Per Benjamin, l’angelo della storia, così come metaforicamente lo stesso storico, guarda al passato e quindi si volge indietro per impossessarsene e, in un certo senso, possederlo e tradurlo in un secondo tempo in atto politico. In questo modo compie un’azione di recupero, per mettere a punto un riscatto definitivo; va incontro al futuro, ma dandogli le spalle. Anche
Ulrich Egger (San Valentino alla Muta, 1959) recupera i resti di un mondo industriale, con la diversa finalità di rigenerarli e riportarli a nuova vita.
L’immagine di Klee evocata da Benjamin rimanda a una prospettiva dell’avanzare della storia in cui il progresso non si presenta in modo univoco, piuttosto come un susseguirsi di eventi e cause che distorcono volutamente la realtà, per renderla più accettabile. La tempesta descritta da Benjamin, che spinge l’angelo verso il futuro, diviene così metafora dell’avanzare della civiltà e si rispecchia in quella potenza di ricostruzione architettonica che colpisce nelle opere di grandi e piccole dimensioni dell’artista altoatesino, sapientemente allestite tra i giochi di pieni e vuoti della galleria.

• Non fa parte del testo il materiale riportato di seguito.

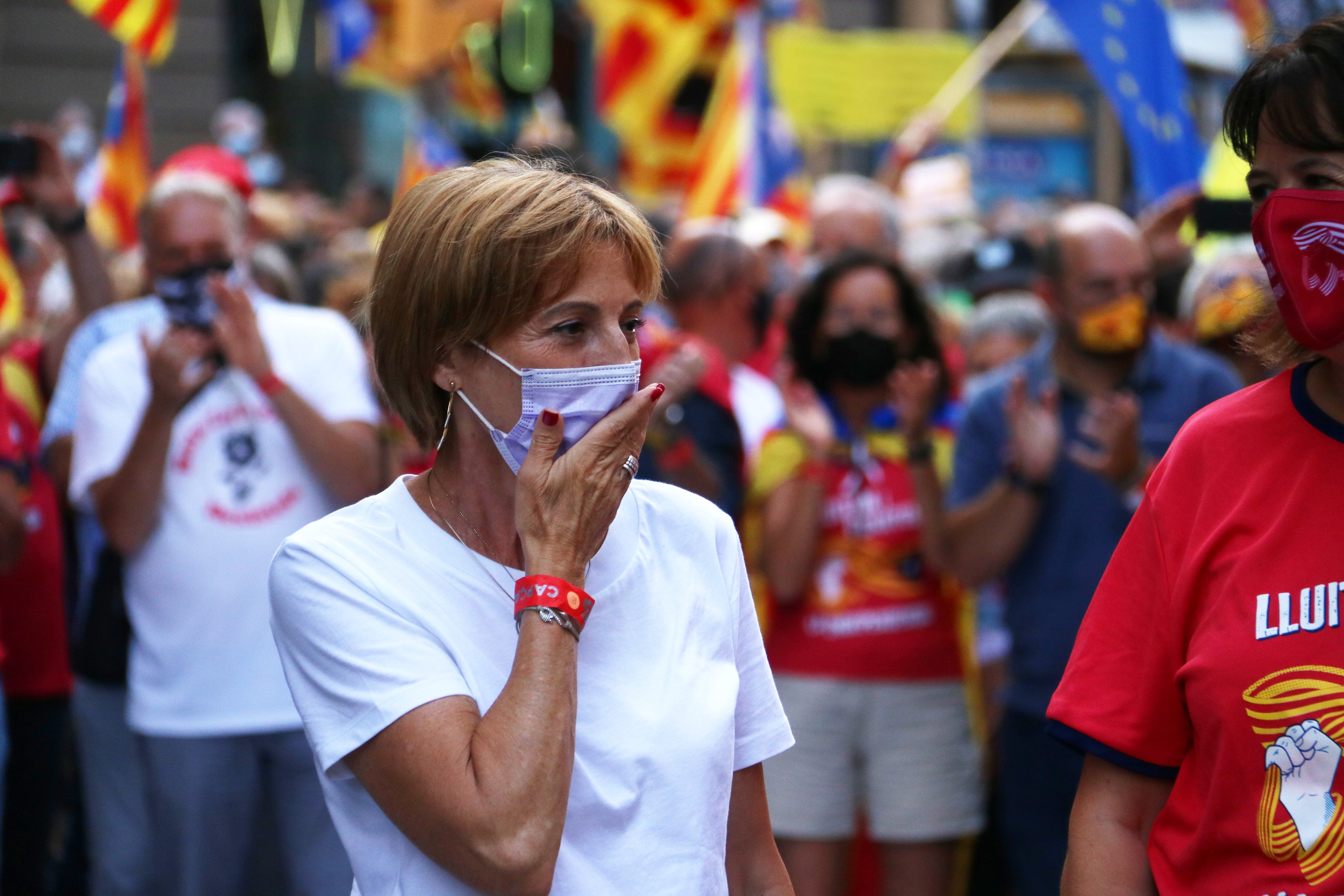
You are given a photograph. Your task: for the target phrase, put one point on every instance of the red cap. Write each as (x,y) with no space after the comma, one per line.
(209,159)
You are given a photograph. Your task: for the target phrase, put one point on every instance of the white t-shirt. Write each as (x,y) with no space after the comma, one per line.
(377,612)
(202,660)
(759,406)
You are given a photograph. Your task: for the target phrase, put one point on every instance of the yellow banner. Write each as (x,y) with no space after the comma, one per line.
(865,85)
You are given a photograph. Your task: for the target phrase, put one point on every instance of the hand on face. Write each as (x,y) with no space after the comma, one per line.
(915,390)
(50,188)
(236,331)
(1112,424)
(565,506)
(1034,430)
(179,367)
(807,416)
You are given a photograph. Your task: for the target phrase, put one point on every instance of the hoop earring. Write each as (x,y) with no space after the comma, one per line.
(447,418)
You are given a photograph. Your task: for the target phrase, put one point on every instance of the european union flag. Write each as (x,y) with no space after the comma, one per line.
(351,27)
(1129,50)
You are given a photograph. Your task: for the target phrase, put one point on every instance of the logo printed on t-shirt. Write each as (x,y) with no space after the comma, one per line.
(1297,714)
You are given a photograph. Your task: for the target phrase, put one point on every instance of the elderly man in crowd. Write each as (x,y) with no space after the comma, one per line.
(853,214)
(221,425)
(1050,465)
(1002,328)
(111,772)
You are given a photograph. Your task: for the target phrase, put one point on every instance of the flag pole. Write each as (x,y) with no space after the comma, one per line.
(925,124)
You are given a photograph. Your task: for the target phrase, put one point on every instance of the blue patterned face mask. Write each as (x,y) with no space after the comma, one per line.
(582,395)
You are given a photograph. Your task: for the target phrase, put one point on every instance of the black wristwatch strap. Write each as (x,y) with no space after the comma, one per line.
(70,226)
(920,452)
(1018,481)
(19,469)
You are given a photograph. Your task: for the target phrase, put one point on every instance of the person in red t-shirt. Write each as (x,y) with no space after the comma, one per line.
(1207,681)
(844,535)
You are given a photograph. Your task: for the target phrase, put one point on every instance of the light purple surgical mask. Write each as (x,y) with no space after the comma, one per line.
(582,395)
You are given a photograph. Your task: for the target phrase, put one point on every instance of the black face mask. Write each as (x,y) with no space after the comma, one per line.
(186,296)
(763,310)
(859,359)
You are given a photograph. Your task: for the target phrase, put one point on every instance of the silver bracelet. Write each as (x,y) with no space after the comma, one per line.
(553,617)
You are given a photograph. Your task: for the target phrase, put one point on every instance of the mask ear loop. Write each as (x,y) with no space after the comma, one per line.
(448,417)
(496,358)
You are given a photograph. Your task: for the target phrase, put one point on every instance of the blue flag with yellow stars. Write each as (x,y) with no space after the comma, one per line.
(1128,49)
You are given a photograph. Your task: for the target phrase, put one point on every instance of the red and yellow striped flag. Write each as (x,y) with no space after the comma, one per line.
(428,150)
(11,291)
(644,53)
(745,152)
(146,26)
(123,165)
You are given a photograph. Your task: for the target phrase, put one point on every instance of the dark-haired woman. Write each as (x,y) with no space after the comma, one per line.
(1207,681)
(847,508)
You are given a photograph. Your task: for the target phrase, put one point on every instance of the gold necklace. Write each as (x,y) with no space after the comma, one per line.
(429,494)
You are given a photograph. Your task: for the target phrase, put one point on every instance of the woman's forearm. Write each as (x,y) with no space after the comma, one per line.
(792,530)
(484,797)
(752,858)
(1108,832)
(933,526)
(522,759)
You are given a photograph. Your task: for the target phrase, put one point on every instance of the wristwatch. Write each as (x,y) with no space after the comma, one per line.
(70,225)
(1021,483)
(920,452)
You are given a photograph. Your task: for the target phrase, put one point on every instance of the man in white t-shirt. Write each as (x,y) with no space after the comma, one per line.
(202,442)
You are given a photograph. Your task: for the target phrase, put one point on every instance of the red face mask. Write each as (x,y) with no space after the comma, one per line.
(1300,237)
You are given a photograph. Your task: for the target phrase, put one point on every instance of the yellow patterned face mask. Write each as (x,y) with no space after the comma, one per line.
(1228,311)
(1116,327)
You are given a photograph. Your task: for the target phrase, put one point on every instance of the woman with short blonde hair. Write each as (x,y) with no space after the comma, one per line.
(431,635)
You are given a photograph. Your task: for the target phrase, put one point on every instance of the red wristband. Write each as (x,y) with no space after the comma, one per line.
(554,593)
(814,472)
(271,384)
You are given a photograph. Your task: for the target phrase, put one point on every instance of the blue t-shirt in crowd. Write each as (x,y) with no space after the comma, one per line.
(1083,515)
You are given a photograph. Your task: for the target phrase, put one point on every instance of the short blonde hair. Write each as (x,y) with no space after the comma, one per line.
(472,253)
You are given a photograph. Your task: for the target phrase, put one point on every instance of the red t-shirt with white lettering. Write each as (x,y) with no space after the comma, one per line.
(1213,649)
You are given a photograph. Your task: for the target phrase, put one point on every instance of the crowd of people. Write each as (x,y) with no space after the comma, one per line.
(929,467)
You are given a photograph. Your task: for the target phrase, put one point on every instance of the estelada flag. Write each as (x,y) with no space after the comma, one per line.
(146,26)
(745,152)
(123,165)
(428,150)
(11,291)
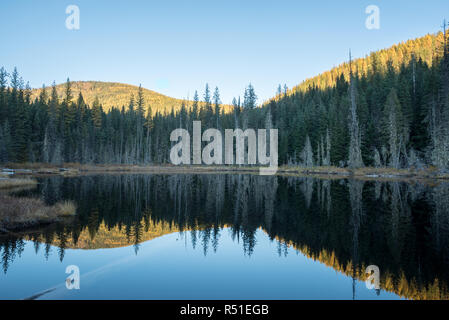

Gli accumuli di calcinacci, i detriti, le rovine contemporanee, il cemento e la materia di un mondo ormai passato, spoglio, dove non c’è presenza umana ma s’impone la
rovina come soggetto strutturale, ricreano un universo sempre in tensione e si ricompongono magicamente costruendo una nuova
Storia post-industriale. L’edificio diventa scultura, uno spazio volumetrico e anonimo, nelle rappresentazioni dinamiche di Egger; si anima di una nuova vitalità dirompente, senza tuttavia mai perdere il suo equilibrio. Il dato scultoreo s’insinua, attraverso l’elemento aggettante, all’interno dell’immagine, contribuendo alla sua ulteriore composizione, contaminandosi paradossalmente con la fotografia di base, creando con essa un connubio di grande forza, che diventa un’armonia di forme e toni.
Il risultato fuoriesce volutamente dalla cornice del quadro, mostrando un inedito paesaggio architettonico dove la reliquia industriale va ad assumere un nuovo connotato semantico e ulteriormente concettuale, e si ricompone nella riedificazione. Un discorso estetico che parte dal disfare per poi ricostruire, che guarda dritto al tempo che verrà tenendo sempre un occhio rivolto a ciò che è stato.